ParameterTypeDefaultRequiredDescription
thresholdfloat0.8NoScore threshold for passing (0.0–1.0).
strict_modebooleanfalseNoRounds score to 1.0 or 0.0 based on threshold.
info

This metric requires a trained knowledge base attached to your AI Agent.


How It Works

  1. The AI Agent receives the input message, retrieves context from the knowledge base, and generates a response.
  2. The testing LLM extracts individual claims from the Agent's response.
  3. Each claim is checked against the retrieved knowledge base context to determine if it's supported.
  4. The score reflects the proportion of claims that are faithfully grounded in the context.

Scoring

  • Range: 0.0 to 1.0 (higher is better).
  • High score (close to 1.0): The response is well-grounded in the knowledge base context.
  • Low score (close to 0.0): The response diverges from or ignores the available context.
  • Pass condition: The score must be greater than or equal to the configured threshold.

Faithfulness vs. Hallucination

These two metrics are complementary but measure different things:

  • Hallucination detects fabricated information (things the Agent made up). Lower is better.
  • Faithfulness measures grounding (how much the response is backed by context). Higher is better.

A response can score well on Hallucination (no fabrications) but poorly on Faithfulness (the Agent answered from general knowledge instead of using the retrieved context). Using both metrics together gives you a complete picture of how well your Agent uses its knowledge base.


Example

Input: "How do I reset my password?"

Knowledge base context: "To reset your password, go to the login page and click 'Forgot Password'. Enter your email address and you'll receive a reset link within 5 minutes."

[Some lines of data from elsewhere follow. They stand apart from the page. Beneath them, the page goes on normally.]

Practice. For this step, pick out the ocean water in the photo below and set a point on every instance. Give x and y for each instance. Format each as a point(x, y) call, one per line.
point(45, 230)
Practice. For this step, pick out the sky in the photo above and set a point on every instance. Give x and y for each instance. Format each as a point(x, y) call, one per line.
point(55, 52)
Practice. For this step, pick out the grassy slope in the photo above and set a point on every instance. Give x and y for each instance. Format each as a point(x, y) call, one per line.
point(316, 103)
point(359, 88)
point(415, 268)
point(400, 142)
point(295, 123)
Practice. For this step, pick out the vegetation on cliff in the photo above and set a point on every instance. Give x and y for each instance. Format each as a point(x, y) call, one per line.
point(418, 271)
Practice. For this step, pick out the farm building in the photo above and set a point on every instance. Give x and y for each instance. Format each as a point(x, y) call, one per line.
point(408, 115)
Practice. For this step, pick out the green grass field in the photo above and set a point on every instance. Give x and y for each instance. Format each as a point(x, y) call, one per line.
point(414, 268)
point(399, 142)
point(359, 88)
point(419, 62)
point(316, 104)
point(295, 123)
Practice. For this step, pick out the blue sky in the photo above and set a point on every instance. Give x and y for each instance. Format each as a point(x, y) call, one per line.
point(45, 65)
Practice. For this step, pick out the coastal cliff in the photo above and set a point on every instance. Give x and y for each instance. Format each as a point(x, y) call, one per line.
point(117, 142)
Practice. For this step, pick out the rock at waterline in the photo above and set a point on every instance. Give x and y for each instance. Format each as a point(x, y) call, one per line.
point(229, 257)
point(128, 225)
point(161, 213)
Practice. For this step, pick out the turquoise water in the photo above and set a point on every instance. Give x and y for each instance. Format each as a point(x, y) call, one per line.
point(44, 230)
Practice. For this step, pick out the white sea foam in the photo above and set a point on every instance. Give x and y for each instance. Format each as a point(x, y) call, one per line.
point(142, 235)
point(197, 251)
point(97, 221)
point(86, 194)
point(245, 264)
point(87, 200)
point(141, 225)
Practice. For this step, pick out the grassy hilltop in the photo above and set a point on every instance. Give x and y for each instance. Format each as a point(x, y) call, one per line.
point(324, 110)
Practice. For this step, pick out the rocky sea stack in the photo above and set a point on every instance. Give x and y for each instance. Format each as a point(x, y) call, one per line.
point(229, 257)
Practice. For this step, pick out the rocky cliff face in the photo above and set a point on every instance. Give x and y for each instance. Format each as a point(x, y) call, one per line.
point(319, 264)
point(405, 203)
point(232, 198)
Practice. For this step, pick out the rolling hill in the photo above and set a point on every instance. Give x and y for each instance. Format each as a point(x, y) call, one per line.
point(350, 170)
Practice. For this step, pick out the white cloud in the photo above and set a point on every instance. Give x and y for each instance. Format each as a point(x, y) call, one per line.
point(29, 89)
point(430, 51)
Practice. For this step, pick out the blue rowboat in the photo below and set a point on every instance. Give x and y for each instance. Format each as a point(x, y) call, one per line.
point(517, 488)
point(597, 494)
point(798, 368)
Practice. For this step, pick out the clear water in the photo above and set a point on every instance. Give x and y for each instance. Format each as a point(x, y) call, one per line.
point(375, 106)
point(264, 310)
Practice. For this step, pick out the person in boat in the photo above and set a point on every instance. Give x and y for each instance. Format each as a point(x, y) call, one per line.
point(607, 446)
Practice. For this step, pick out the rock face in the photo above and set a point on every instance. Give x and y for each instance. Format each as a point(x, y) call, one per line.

AI Response: "To reset your password, navigate to the login page and click on 'Forgot Password'. Enter the email address associated with your account, and you'll receive a password reset link within 5 minutes."

Score: 0.98

Result: Passed (threshold: 0.8)

The response closely follows the knowledge base content, with all claims traceable back to the source material.


Tips for Improving Scores

  • Add instructions in your system prompt to prioritize knowledge base content over general knowledge.
  • Ensure your knowledge base content is well-written and comprehensive — the Agent can only be faithful to what's available.
  • If the Agent provides accurate but unsourced information, consider adding that content to your knowledge base.
  • Review low-scoring cases to identify where the Agent is supplementing context with its own knowledge.
  • Use this metric alongside Hallucination for a complete picture of your Agent's grounding quality.